「本当の…」
校長 髙田 晶子
9月9日(土)に里中学校開校40周年を記念し、第40回記念体育祭を実施いたしました。天候にも恵まれ、保護者、地域の皆様のご協力のもと、さらには魂響和太鼓会の皆様の演奏で花を添えていただき、盛大に実施することができました。「大きな声援」の中、生徒たちが一生懸命取り組む姿に一歩一歩里中学校が「前進」していることを感じ、素晴らしい一日になりました。本当にありがとうございました。

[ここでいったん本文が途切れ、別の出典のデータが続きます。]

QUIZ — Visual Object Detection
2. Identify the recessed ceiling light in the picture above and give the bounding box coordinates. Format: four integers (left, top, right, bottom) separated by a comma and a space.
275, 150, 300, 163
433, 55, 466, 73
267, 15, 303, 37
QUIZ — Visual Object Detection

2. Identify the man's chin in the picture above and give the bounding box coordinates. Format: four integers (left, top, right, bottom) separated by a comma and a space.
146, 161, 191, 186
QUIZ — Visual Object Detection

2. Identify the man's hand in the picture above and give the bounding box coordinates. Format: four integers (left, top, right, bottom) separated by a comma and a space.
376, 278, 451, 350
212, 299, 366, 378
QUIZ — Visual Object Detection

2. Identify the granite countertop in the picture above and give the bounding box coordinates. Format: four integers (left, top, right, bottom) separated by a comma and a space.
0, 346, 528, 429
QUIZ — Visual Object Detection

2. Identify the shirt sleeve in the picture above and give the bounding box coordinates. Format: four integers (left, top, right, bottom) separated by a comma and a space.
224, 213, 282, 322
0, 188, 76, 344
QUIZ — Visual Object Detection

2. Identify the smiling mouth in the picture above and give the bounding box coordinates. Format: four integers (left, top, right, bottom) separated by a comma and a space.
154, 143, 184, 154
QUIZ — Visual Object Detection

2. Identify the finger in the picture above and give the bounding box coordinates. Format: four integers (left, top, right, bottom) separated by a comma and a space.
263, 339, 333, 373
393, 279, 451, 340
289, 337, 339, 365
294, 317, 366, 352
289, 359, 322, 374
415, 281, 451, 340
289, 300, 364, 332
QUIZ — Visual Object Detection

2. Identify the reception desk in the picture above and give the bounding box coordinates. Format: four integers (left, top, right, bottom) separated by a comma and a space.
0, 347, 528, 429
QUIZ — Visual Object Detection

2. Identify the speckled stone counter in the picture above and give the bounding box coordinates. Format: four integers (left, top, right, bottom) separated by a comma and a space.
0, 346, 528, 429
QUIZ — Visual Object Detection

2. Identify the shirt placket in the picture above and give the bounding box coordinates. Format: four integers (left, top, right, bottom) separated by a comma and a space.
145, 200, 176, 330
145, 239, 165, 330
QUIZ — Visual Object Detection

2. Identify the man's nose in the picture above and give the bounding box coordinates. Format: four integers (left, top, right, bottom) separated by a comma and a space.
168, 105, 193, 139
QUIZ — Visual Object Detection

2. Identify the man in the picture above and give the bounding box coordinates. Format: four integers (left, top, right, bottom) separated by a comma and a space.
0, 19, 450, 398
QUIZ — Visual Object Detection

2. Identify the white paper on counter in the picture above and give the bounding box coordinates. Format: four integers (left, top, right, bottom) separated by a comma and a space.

今年の夏、栃木県足利にある「こころみ学園」(知的障害者施設)を訪問しました。設立時の川田昇園長さんは2010年に89歳で亡くなられましたが、その遺志を継いで現在も約150名の方々が生活をしている施設です。川田園長先生の著書の中に次のような言葉が残されています。
『ある時、実習に来ていた大学生と一緒に、子どもたちが山の原木の伐採をやっていました。その時私は、子どもも集めておいて「こうやって切れよ」と一回だけ見本を示して、後は聞きに来ても一切教えませんでした。「先生切れねえ」と言うから「ああ、さっき言った通り、昨日言った通り」そこなのです。自分から気づくまで教えてはいけないと思うのです。ただし、やっている見本はどこにいても示しておかなくてはいけません。職員が懐手なんかして動いていなかったら失格です。子どもたちが作業具を下げていれば、職員も同じようにしているようでなければ、本当の指導はできません。』
子どもたちの本当の嬉しそうな顔は、私たち大人にとってはこの上もないご褒美です。
園長さんは、「子どもたちに自分でできることをさせ、その中から自ら気づいてわかることでなくては本当ではない」とも述べています。これは、子どもたちに関わる大人すべてに当てはまることで、指導者が能率的にやりこなす方法を指導したのでは、本当の指導につながるのだろうかと考えさせられました。日々を振り返れば、時間に限りがあり、多忙と言われる毎日を過ごしている人がほとんどです。それでも、子どもたちから嬉しそうな顔のご褒美をたくさんもらうために、一緒になって作業する、一緒になって生活する本当の大切さを、学園の訪問を通して改めて考えさせられた夏でした。
10月14日(土)には40周年記念式典を開催いたします。実行委員会の皆様とともに準備が進んでおります。里中生の前進する姿を披露できればと考えております。ご支援をよろしくお願いいたします。